Snow repeatedly focused on the facts of the case in front of him, even when incendiary material was presentd. For instance, it turned out that Arpaio had ordered the deletion of official emails requested by the prosecution. When some of those emails were found, they included racist jokes:

Case writes that "Snow Snow ignored these incendiary emails and focused on the evidence relevant to the case — Arpaio and the Maricopa County Sheriff's Office equated being Hispanic with being unlawfully present in the country. Their written orders directed officers to stop cars when the drivers and passengers appeared Hispanic. Full stop."

Read the full Washington Post piece here and the tweetstorm here.

On the specific case at hand, it's a powerful deconstruction of Arpaio's (and Trump's) delusional belief that the self-styled "world's toughest sheriff" was somehow treated poorly in the court of law.

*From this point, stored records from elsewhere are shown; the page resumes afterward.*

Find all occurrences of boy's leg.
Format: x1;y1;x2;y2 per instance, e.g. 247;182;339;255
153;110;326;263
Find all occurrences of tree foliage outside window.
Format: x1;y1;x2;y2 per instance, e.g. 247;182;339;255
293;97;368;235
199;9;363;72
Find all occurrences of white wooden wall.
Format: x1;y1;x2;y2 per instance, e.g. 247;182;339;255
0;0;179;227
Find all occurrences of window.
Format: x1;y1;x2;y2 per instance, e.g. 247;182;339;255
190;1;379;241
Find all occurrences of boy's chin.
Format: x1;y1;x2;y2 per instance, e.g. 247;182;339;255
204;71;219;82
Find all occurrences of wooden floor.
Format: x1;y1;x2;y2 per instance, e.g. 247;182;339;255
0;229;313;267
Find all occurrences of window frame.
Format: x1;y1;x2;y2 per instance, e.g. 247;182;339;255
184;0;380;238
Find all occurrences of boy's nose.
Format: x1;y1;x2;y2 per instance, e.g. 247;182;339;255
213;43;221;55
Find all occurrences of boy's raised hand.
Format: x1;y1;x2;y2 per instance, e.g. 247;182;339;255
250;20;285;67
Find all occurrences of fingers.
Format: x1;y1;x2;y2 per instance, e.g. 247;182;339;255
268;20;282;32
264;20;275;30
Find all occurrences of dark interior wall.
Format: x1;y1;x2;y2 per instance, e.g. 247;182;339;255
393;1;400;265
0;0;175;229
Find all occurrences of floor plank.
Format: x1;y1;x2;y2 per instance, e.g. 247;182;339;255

Even more important, the entire episode is one more case study in the need to verify the claims of powerful authorities in an age of social media. If journalism has never been objective, political figures are even more self-interested in the stories they tell about themselves and others. In an age where more and more people can tell their stories directly, without intermediaries, it's incumbent upon all of us to verify information more than ever. With such liberating technology comes responsibility. In the early days of the World Wide Web, when media gatekeepers were starting to break down in a big way, there was a saying that the internet would "fact-check your ass." Back then, it was mostly meant as a threat to journalists, but it also is a useful reminder that politicians, especially those who control men and women with guns, deserve such treatment even more so.

When it comes to the federal goverment and the news media, only about one in five of us has much confidence in either. And who can blame us? Confidence and trust aren't easy to earn and will only change when behaviors change. There's nothing wrong with non-objective news as long as reporters are fair—that is, they present the best evidence for the other side in stories that are about a conflict or difference in analysis. I write as a libertarian but first and foremost I want to represent honestly the people with whom I disagree. It's not complicated, really, but an archly partisan press corrodes trust and confidence when readers know they're getting a snow job all the time. Politicians need to change how they act too. If they just feed the perceived biases of their supporters and attack all criticism as illegitimate and motivated only by political animus, they may rally their base while sawing the floor out from under representative democracy. Certainly Arpaio's relentless attacks on his critics and Donald Trump's flights of fancy work to that end.